Fig: 1 -Street children often roam around to find escape and to fulfill their survival needs (Credits-World Vision #3a Sopheak Kong)
Street children are minors who live and survive on the streets. They often grow up in public landfills, train stations, or under the bridges of the world’s major cities. These children don’t want to or can’t return home, due to conflicts/conditions at their homes or with their families. The phenomenon of street children is multifaceted and the reasons vary to a great extent.
According to UNICEF, worldwide there are at least 100 million children living on the streets. Across the world, the reasons for which they live on the streets may vary. Majorly regarded as an urban phenomenon it is caused due to rapid urbanisation and constant change in the cost of living.
Poverty plays a major role in this, while displacement due to natural calamities are also high. Sometimes economic crises, abuse, parental death, or neglect cause these children to end up on the streets.
Considering the complexity of this phenomenon, how can it be addressed at its roots?
Fig: 2 - Homeless children end up on streets where they are faced with violence, lack of education, and unsanitary living conditions spreading diseases .(Credits: Viviane Moss)
FILLING THE GAPE
Poverty - homelessness - Lack of job - homeless; this cycle is majorly observed to be common across the world, as the major reason is poverty. In order to address this, and break the loop that is created; there is a subsequent need to empower the children. Empowerment of these children can only be done through education and skills, which in turn will enable them to a better living.
But, as observed, the majority of these children don't respond well to formal education, as they are working to suffice their survival needs. Due to which a high number of children don't enter such programs and are most focused on meeting their daily needs. Acknowledging this concern, it is observed that these children due to their condition and environmental effect find it hard to transition directly from the streets into the classroom.
With this concern, how can architecture help them in transitioning towards education? What solutions will aid this process of reform and rehabilitation?
Fig: 3 - The authority is taking steps to make sure that these children are guided in the right direction of education at this early stage- Shopkeeper teaches 300 street children under a bridge in Delhi. (Credits: cms.newindianexpress)
What kind of space design will help bridge the gap between the street and the classroom?
How can the architecture of a reformative space help in the rehabilitation of its users?
How can the use of child-centric design help in creating a sustainable solution to this issue?
Brief: The aim of this challenge is to design a transition/care and learning centre for the street kids, which will act as a multidimensional space; like a place of reformation, care, and learning space.
The challenge is to address the issue through an innovative architectural thought which will help in generating a space that can be considered as a ‘Transitional Space’ for these children.
Purpose: The centre must be approachable to all street children creating a safe, convenient and comfortable environment.
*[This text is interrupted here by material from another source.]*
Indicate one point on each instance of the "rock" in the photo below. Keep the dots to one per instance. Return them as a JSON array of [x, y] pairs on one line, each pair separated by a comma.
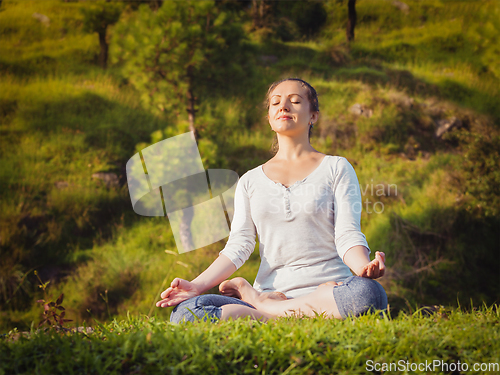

Multi-functional: The spaces must be designed to adapt to various activities in a short while and with less effort. The furniture can be modular, compact, and durable.
Engage: Promote interaction through flexible and child-friendly designs. The material, colour palette, and other elements can be used to create an engaging experience for kids.
Economical: The centre must be built with fewer resources and investment but create a huge social impact on the site.
Context: The design must respond to the (existing) site conditions. The wider socio-cultural, economic and environmental settings are to be considered in the design approach.
Brazil is the fifth largest country in the world with an enormous population. The country has progressed economically but the inequality in income dispersion among classes of society has increased poverty in the region. Due to this, around 1.2 million people are homeless or living in inadequate shelters. More than half of this population has not completed primary education.
The social issues of this poor population have been exaggerated due to Brazilian urbanisation. Education is a right that has been denied to most homeless children. More than 3 million of these homeless children and adolescents remain out of school due to accessibility issues.
The site is located in the dense fabric of Ponta Grossa in Southern Brazil. It is surrounded by residential and commercial neighbourhoods which would help increase the reach of the centre. It has one major access road and is situated in a group of housing clusters.
Site Area: 947 sq.m
Height limit: G+2 or 9 metres
FAR (Floor Area Ratio): 0.75
Ground Coverage: 20%
Coordinates: 25°04'35.8"S 50°08'52.5"W
Care and reformation spaces 35%:
Bedrooms/stay spaces, Mixed-use flexible spaces, Therapy/well-being spaces,
Recreational spaces 20%:
Mixed-use flexible spaces, Play areas, Common play areas, Open play spaces, Gathering space.
Educational spaces 25%:
Educational common spaces, Classroom spaces, Skill development spaces, storage
Services 10%: Lobby or entrance, Administration, Kitchen, Store areas, Washrooms, Cafeteria
Other ancillary spaces can be added as per the participants.